I’m working with legacy java code, without any Unit-Tests. Many classes need to be refactored in order to work with the project.
Many refactorings can be done with eclipse, and am I doing some by hand. After some refactoring I review the diff to cvs-HEAD, but i can’t really feel certain that everything is 100% correct.
The Question: How can I validate a refactoring, that is mathematical identical to the previous version? I wish there were a tool, but i also accept “basic human algorithms” as solutions.
I know, “run your JUnit-Tests” is the best answer, but sadly, there aren’t any in my project.
Thank you!
In “TDD By Example” there is a specific section that talks about it. The problem is that you need unit tests to refactor, but a complicated code is usually non-testable. Thus, you want to refactor to make it testable. Cycle.
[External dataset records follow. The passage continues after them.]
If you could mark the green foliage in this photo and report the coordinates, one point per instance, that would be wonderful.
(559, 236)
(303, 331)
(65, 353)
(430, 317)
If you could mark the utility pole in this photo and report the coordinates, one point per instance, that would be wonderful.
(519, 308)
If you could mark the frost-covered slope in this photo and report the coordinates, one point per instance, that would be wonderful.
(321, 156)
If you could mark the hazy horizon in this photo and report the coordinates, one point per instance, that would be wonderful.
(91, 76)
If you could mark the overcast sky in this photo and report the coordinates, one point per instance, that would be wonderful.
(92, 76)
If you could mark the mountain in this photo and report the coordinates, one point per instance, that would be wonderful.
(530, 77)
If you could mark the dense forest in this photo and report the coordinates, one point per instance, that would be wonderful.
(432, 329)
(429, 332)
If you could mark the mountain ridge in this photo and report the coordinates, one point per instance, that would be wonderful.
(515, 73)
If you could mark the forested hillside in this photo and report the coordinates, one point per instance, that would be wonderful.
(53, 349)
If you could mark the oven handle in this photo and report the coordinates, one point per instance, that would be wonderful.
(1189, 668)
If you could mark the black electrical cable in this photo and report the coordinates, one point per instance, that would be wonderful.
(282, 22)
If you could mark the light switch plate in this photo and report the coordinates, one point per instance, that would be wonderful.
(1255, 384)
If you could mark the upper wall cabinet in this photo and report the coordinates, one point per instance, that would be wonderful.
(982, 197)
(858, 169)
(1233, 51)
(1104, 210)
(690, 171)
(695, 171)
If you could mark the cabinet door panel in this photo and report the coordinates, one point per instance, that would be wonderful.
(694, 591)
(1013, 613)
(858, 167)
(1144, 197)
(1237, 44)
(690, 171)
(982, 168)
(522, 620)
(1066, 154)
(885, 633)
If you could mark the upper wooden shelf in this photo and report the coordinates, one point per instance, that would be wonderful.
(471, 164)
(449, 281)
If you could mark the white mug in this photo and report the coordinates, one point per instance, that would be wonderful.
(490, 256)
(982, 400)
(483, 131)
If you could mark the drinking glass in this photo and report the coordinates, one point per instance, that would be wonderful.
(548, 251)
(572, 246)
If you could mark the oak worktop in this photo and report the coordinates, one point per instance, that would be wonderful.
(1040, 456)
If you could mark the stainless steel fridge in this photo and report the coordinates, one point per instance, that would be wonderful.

Therefore the best strategy is as follows:
Do tiny refactoring steps. When the steps are small it is easier for a human to make sure the overall behavior is intact. Choose only refactorings that increase testability. This is your immediate goal. Don’t think about supporting future functionality (or anything fancy like that). Just think about “how can I make it possible for a unit test to test this method/class”.
As soon as a method/class becomes testable, write unit tests for it.
Repeating this process will gradually get you to a position where you have tests and thus you can refactor more aggressively. Usually, this process is shorter than one would expect.